1616人が本棚に入れています
本棚に追加
「今もカッチャンが好きです。もうカッチャン以外の誰も」
「待った!」
「え?」
「その先は俺が言う」
「ぁ、うん……」
勝彦は氷室の持っているマイクを受け取った。
「人ってさぁ、みんな幸せに感じるレベルっていうのが違うと思うんだよ」
「え? ぁ、うん」
「例えば、大きな屋敷にお抱えのコックやメイドがいて、毎年海外に買い物に行って……
そういう生活が君の思う幸せなら、おそらく俺は一生君を幸せにしてやることは出来ないと思う。
だから今ここで、絶対に君を幸せにしてやるなんて、そんな無責任なことは口が裂けても言えないし、約束なんて出来ない。

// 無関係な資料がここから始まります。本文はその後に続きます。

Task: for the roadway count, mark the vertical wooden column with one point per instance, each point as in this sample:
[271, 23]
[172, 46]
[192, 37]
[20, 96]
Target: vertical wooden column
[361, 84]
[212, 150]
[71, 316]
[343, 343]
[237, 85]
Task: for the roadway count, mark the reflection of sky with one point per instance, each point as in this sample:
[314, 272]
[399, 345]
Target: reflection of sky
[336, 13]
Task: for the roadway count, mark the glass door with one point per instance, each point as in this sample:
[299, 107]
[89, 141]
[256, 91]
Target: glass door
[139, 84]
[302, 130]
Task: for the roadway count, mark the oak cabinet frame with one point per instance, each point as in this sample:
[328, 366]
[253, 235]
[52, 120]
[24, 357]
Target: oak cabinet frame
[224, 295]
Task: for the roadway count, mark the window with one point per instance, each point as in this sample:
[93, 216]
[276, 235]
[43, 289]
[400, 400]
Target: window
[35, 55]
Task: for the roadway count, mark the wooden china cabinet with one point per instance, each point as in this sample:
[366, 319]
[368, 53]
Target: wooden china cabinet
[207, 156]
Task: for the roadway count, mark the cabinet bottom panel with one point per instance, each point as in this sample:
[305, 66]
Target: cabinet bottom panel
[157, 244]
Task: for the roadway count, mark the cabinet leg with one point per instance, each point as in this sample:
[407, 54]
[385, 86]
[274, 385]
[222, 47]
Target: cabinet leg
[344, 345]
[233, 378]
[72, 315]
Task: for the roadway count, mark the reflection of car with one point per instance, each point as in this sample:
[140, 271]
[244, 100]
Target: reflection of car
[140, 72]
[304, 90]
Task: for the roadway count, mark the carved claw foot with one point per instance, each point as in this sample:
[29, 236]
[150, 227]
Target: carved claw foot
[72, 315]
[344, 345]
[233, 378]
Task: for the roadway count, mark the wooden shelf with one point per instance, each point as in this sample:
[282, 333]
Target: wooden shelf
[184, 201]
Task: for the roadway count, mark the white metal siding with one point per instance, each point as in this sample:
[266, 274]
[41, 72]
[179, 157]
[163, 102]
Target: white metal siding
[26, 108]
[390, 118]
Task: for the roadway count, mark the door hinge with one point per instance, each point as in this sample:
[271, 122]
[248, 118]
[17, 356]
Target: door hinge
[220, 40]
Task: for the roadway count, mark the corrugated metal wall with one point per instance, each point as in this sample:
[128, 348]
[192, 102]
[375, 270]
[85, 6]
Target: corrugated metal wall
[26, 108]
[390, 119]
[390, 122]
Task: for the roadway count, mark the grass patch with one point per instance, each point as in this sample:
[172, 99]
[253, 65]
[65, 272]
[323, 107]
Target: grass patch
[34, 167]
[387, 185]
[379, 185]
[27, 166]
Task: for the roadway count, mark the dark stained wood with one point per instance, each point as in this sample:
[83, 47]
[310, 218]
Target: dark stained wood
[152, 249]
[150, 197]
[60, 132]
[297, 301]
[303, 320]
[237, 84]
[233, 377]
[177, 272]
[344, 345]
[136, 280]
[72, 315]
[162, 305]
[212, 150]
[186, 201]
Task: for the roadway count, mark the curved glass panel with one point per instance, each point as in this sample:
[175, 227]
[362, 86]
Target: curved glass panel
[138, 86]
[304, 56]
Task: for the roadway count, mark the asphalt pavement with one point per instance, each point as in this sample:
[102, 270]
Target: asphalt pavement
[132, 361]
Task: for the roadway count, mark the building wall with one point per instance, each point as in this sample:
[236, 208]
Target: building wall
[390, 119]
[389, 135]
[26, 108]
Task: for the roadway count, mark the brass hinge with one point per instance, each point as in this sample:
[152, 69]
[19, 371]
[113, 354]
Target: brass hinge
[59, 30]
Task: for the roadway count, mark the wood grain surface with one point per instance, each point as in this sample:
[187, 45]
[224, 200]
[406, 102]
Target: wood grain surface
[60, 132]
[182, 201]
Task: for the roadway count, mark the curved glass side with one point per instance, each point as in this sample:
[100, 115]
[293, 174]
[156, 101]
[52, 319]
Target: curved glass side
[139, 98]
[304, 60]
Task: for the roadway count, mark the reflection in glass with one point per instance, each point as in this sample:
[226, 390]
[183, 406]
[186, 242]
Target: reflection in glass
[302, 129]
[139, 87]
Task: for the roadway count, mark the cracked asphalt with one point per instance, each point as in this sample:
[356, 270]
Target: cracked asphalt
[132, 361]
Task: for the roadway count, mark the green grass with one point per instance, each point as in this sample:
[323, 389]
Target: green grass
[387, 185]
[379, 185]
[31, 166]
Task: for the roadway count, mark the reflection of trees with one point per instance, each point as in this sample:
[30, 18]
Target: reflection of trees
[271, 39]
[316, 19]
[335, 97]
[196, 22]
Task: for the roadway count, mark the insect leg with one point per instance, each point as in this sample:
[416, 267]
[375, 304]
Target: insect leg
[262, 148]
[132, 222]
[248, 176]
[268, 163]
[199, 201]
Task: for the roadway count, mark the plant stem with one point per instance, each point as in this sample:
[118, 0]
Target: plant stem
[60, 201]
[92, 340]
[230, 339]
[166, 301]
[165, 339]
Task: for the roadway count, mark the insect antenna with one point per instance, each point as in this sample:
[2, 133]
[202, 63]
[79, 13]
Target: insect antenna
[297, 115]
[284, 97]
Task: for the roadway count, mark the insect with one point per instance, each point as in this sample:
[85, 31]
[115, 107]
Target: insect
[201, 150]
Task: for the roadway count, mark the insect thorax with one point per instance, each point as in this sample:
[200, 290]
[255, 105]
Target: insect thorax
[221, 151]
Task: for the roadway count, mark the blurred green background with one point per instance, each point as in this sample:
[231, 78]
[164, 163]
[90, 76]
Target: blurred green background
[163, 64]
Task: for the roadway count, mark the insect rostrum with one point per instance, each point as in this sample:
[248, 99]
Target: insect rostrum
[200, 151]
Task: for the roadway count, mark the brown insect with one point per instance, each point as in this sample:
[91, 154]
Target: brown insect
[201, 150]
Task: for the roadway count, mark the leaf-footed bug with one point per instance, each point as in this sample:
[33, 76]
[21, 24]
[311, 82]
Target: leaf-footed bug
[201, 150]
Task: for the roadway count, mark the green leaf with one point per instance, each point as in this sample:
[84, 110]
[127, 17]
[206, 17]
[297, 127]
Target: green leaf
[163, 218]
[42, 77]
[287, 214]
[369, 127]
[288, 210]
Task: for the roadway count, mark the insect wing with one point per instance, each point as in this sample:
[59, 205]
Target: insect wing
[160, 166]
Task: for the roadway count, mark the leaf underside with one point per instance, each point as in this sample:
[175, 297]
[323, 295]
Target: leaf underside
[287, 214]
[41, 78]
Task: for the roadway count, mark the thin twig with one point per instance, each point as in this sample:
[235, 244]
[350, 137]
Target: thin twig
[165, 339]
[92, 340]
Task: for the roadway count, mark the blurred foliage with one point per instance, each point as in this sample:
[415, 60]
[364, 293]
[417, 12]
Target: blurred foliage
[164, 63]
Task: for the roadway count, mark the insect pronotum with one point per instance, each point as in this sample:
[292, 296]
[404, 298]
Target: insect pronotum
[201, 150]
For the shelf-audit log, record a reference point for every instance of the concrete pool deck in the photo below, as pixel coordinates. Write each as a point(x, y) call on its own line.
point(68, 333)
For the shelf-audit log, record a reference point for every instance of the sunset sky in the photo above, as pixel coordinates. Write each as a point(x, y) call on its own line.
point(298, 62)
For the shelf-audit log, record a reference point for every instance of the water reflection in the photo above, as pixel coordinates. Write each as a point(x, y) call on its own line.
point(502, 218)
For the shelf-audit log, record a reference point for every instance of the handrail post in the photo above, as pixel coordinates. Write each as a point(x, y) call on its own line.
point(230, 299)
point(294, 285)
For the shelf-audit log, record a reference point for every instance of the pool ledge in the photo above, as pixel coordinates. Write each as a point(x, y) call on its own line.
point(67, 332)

でもねぇ紗由貴ちゃん、絶対に幸せにしてやるっていう約束は出来ないけど、
君を幸せにするための努力は、死ぬまで怠るつもりはない。
それだけは今ここで約束する。
だから……俺と結婚して欲しい」
『うわぁああああああ』
『やったぁあああああ』
『すごぉーーーーーい』
『紗由おめでとう』
紗由貴の目からまた涙が溢れて頬を伝う。
「うん」
紗由貴は返事をするとすぐに勝彦の胸に飛び込んだ。
勝彦は紗由貴の身体を抱きしめる。
大きなコンサート会場のステージの上。
抱き合った二人の唇が重なる。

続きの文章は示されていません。